Conflicting, Predictable Environments (Role of Sensing)
Introducing a direction sensor restores the predictability of environmental shifts. In this regime, Lamarckian inheritance again produces higher final fitness than Darwinian inheritance across both BO and RL. Notably, RL shows a marked improvement relative to the non-sensing setting, indicative of its ability to efficiently exploit the newly available predictive input. Additional analysis of pre-learning (inherited, unoptimized) controller performance reveals a rapid transition: with sensing, inherited parameters quickly become generalized, supporting high performance for both movement directions by exploiting the sensor input.

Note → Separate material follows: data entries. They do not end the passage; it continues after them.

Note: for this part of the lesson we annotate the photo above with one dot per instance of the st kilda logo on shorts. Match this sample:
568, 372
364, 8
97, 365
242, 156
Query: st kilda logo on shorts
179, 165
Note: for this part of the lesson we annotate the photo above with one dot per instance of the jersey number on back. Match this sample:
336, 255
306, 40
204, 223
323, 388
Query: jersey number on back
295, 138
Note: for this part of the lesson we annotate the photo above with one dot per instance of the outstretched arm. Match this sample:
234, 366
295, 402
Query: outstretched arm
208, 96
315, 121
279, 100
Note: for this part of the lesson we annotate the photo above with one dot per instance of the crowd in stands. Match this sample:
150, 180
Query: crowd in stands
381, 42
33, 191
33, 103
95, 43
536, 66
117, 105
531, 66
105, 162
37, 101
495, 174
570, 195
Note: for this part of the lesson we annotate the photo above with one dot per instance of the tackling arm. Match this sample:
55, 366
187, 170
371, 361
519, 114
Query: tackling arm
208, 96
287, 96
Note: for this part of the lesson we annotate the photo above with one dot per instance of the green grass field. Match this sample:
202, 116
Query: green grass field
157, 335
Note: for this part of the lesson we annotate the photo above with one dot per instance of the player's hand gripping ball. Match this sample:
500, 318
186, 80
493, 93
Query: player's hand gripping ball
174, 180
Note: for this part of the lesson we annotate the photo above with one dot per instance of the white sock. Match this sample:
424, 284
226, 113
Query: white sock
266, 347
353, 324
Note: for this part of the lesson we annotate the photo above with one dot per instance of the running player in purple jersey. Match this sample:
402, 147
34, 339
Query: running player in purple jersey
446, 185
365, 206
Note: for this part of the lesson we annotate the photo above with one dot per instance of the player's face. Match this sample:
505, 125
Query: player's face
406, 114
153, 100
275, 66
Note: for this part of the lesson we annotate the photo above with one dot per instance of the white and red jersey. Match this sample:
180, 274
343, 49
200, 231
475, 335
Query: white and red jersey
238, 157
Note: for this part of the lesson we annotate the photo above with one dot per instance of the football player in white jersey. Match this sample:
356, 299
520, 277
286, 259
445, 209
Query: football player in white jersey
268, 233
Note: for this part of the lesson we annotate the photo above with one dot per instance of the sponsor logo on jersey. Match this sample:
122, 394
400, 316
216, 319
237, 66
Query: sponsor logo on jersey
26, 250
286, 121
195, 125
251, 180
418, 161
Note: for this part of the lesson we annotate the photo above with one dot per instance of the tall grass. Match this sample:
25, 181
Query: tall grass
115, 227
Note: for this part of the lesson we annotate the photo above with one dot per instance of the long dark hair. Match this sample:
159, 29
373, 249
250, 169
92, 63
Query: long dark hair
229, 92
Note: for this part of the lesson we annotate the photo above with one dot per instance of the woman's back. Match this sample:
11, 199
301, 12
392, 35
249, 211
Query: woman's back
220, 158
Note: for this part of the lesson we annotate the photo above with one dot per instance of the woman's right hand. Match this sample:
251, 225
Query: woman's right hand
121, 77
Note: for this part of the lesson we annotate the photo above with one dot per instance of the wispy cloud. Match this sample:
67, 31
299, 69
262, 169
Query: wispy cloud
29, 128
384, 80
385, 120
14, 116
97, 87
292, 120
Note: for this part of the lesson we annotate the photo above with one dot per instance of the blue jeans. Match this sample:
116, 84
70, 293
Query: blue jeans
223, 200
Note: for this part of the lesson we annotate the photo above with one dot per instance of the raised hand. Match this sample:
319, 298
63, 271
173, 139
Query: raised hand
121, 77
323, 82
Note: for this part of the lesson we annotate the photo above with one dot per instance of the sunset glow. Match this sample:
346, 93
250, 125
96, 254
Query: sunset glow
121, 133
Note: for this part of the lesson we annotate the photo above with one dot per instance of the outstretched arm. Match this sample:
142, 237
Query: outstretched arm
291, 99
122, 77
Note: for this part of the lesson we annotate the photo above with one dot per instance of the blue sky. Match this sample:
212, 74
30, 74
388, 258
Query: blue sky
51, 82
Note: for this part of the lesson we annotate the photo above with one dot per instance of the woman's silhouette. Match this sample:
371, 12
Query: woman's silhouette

Implications for Evolutionary AI and Robotics
The findings explicitly refute blanket rules for or against Lamarckian inheritance in dynamic settings. Instead, they establish a conditional framework: Lamarckian inheritance is only suboptimal when environmental changes are both strongly conflicting and unpredictable for the agent. In environments that are either non-conflicting or predictable (via sensors or other cues), inherited learned controllers confer substantial adaptation speedups and higher ultimate performance, even across dynamic settings.
This has practical implication for embodied AI systems expected to operate and evolve in-the-wild: successful deployment of learning inheritance will critically depend on the inclusion of environmental cues enabling prediction. Architectures for future ER systems should thus prioritize modular brains, rich sensor inputs, and high-fidelity transfer of learned control, especially when anticipating non-stationary environments. The observation that simple sensor augmentation suffices to recover the benefits of Lamarckian inheritance in highly conflicting scenarios motivates further investigation into minimal sensor sets and efficient policy generalization.
Future theoretical development and experimental inquiry may focus on more complex forms of environmental dynamics, including those that demand morphological as well as behavioral adaptation, and the incorporation of heterogeneous or distributed social inheritance strategies. The present paradigm is also directly extensible to robotic transfer learning scenarios and on-line real-robot evolution.
Conclusion
The paper elucidates that the efficacy of Lamarckian inheritance mechanisms in evolutionary robotics is not dictated by environment dynamism per se, but by the interaction between environmental conflict and agent predictability. Lamarckian inheritance is robustly beneficial except in settings where inherited knowledge is systematically misaligned with current environmental demands and agents are deprived of cues to resolve this mismatch. Augmenting robots with appropriate sensors to predict environmental variation restores and even enhances the effectiveness of inherited learning. These insights offer actionable guidance for the design of adaptive, evolvable, and robust embodied AI in complex, changing environments.